Une simple erreur de casting comme issue d’une campagne présidentielle brouillée par les affaires du candidat de la droite ? Les Européennes en mai dernier ont levé toute incertitude à ce sujet. La carte électorale et les études d’opinion ont montré que non seulement le vote catholique avait largement choisit Macron, mais que plus les électeurs se disaient catholiques pratiquants, plus ils avaient voté pour la liste de la majorité. Versailles et Saint Germain en Laye, notamment,  offraient à Macron parmi ses plus beaux scores. Le vote de classe l’a emporté sur le vote des convictions éthiques. Le candidat « naturel » de la France traditionnelle, le très catholique et versaillais François Bellamy, fut la principale victime de ce recentrage bourgeois, avec un score dérisoire de 8,5% !(2)

La messe est dite !

La messe était dite, si l’on ose dire, et le vote catholique, largement rallié au candidat de la France « En marche » (vers le « progressisme »), n’avait plus aucune chance de faire entendre sa voix. Son conformisme social, son souci patrimonial et son esprit de classe l’alignaient, sans contrepartie aucune, dans le camp de la France des centres villes prospères, mondialisés et progressistes, face à la France populaire et périphérique ou celle de l’héritage civilisationnel chrétien.

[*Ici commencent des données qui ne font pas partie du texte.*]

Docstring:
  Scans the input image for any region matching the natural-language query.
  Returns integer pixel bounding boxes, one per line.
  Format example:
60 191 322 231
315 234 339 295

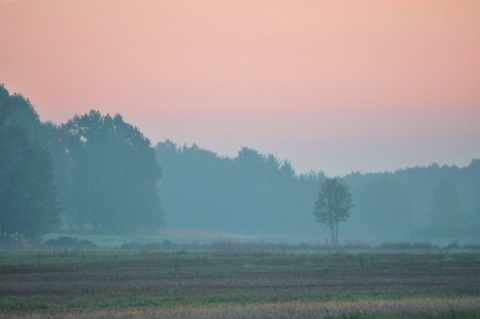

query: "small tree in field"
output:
313 178 353 246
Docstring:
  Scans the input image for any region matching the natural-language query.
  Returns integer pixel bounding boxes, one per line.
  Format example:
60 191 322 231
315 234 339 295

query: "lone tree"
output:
313 177 353 246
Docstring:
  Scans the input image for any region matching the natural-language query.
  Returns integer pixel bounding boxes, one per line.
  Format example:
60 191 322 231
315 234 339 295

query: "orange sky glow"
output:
0 0 480 175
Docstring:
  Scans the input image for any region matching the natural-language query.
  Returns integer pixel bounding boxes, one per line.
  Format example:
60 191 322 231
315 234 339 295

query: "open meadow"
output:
0 241 480 319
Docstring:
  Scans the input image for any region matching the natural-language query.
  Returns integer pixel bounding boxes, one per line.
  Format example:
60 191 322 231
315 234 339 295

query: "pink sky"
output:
0 0 480 175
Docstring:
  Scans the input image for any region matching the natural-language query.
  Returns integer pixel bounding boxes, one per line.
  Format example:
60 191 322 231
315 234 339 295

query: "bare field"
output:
0 250 480 318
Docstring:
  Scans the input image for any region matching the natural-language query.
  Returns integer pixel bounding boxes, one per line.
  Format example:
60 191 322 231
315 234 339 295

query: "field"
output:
0 244 480 318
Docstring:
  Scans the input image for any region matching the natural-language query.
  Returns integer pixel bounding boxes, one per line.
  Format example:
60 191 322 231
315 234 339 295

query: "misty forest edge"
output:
0 85 480 244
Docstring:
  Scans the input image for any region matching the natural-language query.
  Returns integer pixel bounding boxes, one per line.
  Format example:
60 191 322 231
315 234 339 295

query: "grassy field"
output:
0 248 480 318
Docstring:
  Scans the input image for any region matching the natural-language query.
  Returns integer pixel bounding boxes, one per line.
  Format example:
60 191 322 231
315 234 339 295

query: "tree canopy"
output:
313 178 353 246
61 110 163 232
0 86 59 242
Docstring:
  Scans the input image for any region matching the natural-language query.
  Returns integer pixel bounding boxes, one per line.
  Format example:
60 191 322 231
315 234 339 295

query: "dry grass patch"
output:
0 297 480 319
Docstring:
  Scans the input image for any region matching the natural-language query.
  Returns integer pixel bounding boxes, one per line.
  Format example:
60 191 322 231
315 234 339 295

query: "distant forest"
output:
0 85 480 242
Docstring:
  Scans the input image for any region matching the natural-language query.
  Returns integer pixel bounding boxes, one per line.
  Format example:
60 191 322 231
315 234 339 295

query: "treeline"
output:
156 145 480 239
0 85 163 242
0 85 480 242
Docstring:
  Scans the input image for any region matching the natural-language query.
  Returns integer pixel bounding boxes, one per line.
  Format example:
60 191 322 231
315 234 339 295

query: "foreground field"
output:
0 250 480 318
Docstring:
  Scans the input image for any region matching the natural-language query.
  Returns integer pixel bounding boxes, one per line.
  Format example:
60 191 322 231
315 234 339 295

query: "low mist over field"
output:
0 87 480 242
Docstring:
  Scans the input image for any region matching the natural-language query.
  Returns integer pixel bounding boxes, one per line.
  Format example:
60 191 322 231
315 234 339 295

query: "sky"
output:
0 0 480 176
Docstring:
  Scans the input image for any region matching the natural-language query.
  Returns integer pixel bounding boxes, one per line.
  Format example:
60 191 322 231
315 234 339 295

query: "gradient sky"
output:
0 0 480 175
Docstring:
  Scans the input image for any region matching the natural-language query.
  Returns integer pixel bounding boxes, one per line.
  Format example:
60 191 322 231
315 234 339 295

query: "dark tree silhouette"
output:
62 111 163 233
313 178 353 246
0 86 59 242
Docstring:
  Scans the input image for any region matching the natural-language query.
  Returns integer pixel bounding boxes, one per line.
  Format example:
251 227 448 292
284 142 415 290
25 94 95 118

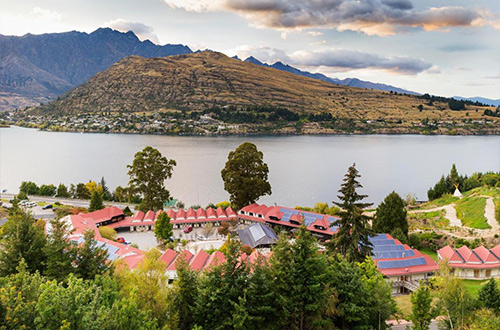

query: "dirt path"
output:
408 204 462 227
481 196 500 232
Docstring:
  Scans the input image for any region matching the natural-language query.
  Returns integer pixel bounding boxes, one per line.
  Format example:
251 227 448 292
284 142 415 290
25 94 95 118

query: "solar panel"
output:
373 250 415 259
378 257 426 269
248 224 266 242
373 245 405 252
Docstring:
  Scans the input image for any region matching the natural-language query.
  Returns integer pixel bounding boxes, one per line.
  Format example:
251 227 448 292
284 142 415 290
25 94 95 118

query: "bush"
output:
99 226 118 241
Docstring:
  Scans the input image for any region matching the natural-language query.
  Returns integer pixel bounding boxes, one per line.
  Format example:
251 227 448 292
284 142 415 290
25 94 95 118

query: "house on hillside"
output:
438 245 500 280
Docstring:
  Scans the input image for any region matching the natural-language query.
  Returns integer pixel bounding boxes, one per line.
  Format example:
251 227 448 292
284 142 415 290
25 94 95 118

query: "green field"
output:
455 196 491 229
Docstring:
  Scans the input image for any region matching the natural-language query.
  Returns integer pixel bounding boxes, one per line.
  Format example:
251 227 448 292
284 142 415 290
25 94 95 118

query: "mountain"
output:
245 56 420 95
453 96 500 107
0 28 192 110
35 51 488 121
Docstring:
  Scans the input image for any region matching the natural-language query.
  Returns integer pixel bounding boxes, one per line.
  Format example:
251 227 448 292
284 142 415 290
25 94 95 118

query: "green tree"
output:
44 219 74 282
98 226 118 241
330 164 372 261
89 190 104 212
155 212 174 241
38 184 57 196
221 142 271 209
127 146 176 212
19 181 39 195
56 183 71 198
271 226 334 329
99 177 113 201
478 278 500 313
74 230 111 280
170 258 198 330
410 285 436 330
358 257 397 329
0 208 47 276
372 191 408 237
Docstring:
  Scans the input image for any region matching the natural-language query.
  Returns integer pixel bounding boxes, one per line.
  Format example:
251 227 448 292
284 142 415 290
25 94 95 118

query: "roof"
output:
238 223 278 249
237 203 339 236
79 206 124 223
370 234 439 276
438 245 500 269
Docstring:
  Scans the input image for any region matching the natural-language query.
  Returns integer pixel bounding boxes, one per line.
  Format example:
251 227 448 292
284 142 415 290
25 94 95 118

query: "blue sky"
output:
0 0 500 99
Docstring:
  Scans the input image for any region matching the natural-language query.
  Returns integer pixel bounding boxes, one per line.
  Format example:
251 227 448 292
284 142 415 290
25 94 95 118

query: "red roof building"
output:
438 245 500 280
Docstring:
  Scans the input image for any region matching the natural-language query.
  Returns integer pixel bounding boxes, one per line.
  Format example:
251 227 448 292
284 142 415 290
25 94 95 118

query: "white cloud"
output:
104 18 160 44
163 0 497 36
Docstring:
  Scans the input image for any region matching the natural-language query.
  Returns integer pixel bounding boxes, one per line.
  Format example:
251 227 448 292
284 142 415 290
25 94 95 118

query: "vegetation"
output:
372 191 408 241
155 212 174 241
89 190 104 212
127 146 176 212
455 196 491 229
330 164 372 261
221 142 271 210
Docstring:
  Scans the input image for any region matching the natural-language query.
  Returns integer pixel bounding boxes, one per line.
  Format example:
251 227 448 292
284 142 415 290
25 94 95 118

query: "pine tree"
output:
332 164 372 261
0 207 47 276
372 191 408 236
478 278 500 312
155 212 174 241
221 142 271 209
44 219 74 282
74 230 111 280
410 285 435 330
89 190 104 212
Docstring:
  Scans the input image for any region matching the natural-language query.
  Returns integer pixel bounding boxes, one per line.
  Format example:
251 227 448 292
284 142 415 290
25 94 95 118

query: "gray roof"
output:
238 223 278 249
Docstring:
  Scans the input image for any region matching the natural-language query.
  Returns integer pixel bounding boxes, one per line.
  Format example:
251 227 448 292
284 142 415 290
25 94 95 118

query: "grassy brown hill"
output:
37 52 496 121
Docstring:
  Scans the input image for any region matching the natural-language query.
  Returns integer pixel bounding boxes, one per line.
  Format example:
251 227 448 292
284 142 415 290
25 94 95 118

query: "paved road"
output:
391 321 438 330
0 194 135 210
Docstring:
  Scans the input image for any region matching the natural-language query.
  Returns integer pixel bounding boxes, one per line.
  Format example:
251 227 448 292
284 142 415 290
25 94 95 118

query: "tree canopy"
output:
127 146 177 212
221 142 271 209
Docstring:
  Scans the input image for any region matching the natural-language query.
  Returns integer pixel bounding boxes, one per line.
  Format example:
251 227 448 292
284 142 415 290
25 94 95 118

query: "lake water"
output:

Dans le contexte de tension sociale provoqué par la politique du nouveau gouvernement, les tenants de la Manif pour tous ont regardé passer le train de la révolte des Gilets jaunes, alors que l’occasion était unique de fédérer, enfin, la contestation sociale, éthique et identitaire dans un vaste mouvement national qui transcende les clivages sociaux et les différences politiques, autour de l’essentiel : la défense d’un modèle social et civilisationnelfrançais, issu d’une longue histoire partagée. L’omniprésence du « peuple blanc » et des symboles nationaux dans les manifestations des Gilets jaunes montraient la volonté populaire de reconstruction de la communauté nationale qui aurait dû servir de fondement à une union de toutes les sensibilités patriotiques. On peut toujours, un bref instant, se laisser aller à rêver et imaginer l’impact des grandes manifs de novembre/décembre 2018, si, sur les Champs Élysées, un million de personnes, toutes classes confondues, s’étaient retrouvées pour exprimer une colère commune, face au même système de pouvoir qui les méprise, les ignore et les maltraite.

Aujourd’hui, chaque force sociale défile et proteste de son côté, dans des combats qui ne franchissent pas le seuil critique qui menacerait le pouvoir en place. Les Gilets jaunes n’ont pas rallié la droite conservatrice qui ne s’est pas identifiée à une révolte populaire patriote, comme la gauche syndicale des grandes entreprises publiques se montre incapable de mobiliser les gros bataillons des salariés du privé, qui seront pourtant les premières victimes de la réforme Macron des retraites. La Manif pour tous, de son côté, est condamnée à voir défiler ses troupes nombreuses dans l’indifférence générale d’un pays fragmenté qui ne trouve pas de dénominateur commun à ses révoltes, ni une force politique capable de les mettre en cohérence.

Didier Beauregard
30/01/2020

(1) Cf. notre article du 24 avril 2013 : « De la Manif pour tous au Printemps français… En avant toute ! »

(2) Selon un sondage IFOP/La Croix du 27 mai 2017, 43 % des pratiquants réguliers disent avoir voté LREM, et 20 % pour LR.